And the winner of The Globe and Mail's My One and Only stock-picking contest is ... almost everyone. But mostly Robert McWhirter, president of Selective Asset Management Inc., who picked ProMetic Life Sciences Inc., the Canadian biopharmaceutical company that rose more than 200 per cent in 2013.
"A whole bunch of good stuff happened," Mr. McWhirter said, nicely summing up the year for both ProMetic and for stocks in general.
The contest invites investment professionals to choose a single equity with the potential for spectacular gains over the course of the calendar year. To be eligible, companies must be listed in North America and have a minimum market capitalization of $100-million for domestic securities and $1-billion (U.S.) for American stocks.
This year's final standings capture what was a monumental year for U.S. stocks. Six of eight stocks outperformed the S&P 500 Index – no small feat considering the benchmark rose by 30 per cent.
And just as there was only one dog last year among the 30 stocks that make up the Dow Jones Industrial Average – IBM Corp. – the contest had just one losing stock. Unsurprisingly, it was a resource pick that fell short, as Cliffs Natural Resources Inc., a Cleveland-based iron ore mining company, lost 25.8 per cent on a total return basis.
"It was a leveraged play on China and the emerging market economies as well as on resources, which all took it on the chin," said David Sherlock, a portfolio manager with Calgary-based McLean & Partners Wealth Management Ltd., who picked Cliffs.
The firm itself avoided losing money on Cliffs with a stop-loss order at about $30 – under which the company's share price sank in February after a fourth-quarter earnings miss and dividend cut.

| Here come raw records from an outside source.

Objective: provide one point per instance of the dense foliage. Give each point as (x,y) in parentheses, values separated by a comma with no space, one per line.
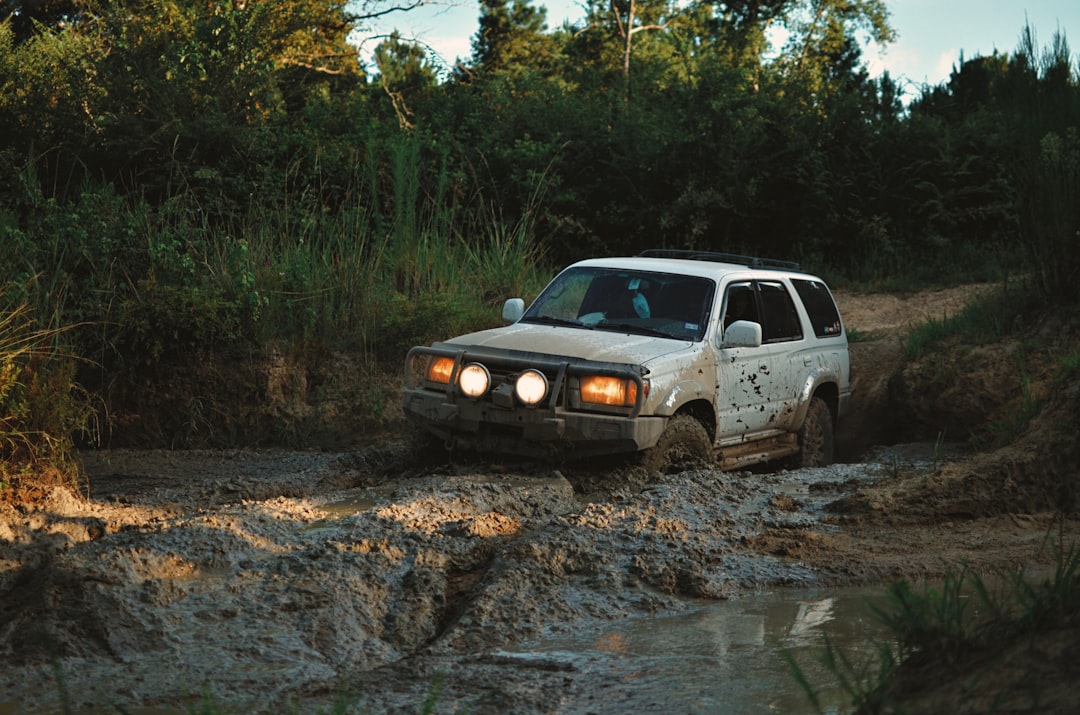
(186,177)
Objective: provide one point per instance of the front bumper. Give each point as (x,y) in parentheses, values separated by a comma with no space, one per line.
(545,430)
(529,432)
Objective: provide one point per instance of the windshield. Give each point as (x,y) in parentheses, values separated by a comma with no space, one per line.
(644,302)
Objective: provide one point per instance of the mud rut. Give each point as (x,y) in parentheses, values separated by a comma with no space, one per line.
(281,580)
(271,578)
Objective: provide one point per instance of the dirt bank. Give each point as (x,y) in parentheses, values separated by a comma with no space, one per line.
(269,578)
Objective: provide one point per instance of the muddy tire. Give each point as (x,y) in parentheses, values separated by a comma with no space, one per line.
(684,445)
(817,443)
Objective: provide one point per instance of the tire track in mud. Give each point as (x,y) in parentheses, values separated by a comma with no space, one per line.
(269,576)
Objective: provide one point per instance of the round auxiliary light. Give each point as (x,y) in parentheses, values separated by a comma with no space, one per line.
(531,387)
(474,380)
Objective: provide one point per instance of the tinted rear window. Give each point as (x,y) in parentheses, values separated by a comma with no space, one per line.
(819,302)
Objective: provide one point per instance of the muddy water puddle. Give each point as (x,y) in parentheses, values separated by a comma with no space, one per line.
(720,657)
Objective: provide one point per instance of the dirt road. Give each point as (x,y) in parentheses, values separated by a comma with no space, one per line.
(289,578)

The stock subsequently fell to $15.68 during the summer on iron ore price volatility and demand concerns. In addition to slashing its dividend, the company later suspended its $3.3-billion chromite mining project in Northern Ontario in a bid to weather the rough year.
In the second half of 2013, Cliffs' market losses moderated, but Mr. Sherlock sees little immediate upside to the stock. "It's a good, stable company, it's just you've really got to see the economy in Asia pick up to see this stock do well," he said.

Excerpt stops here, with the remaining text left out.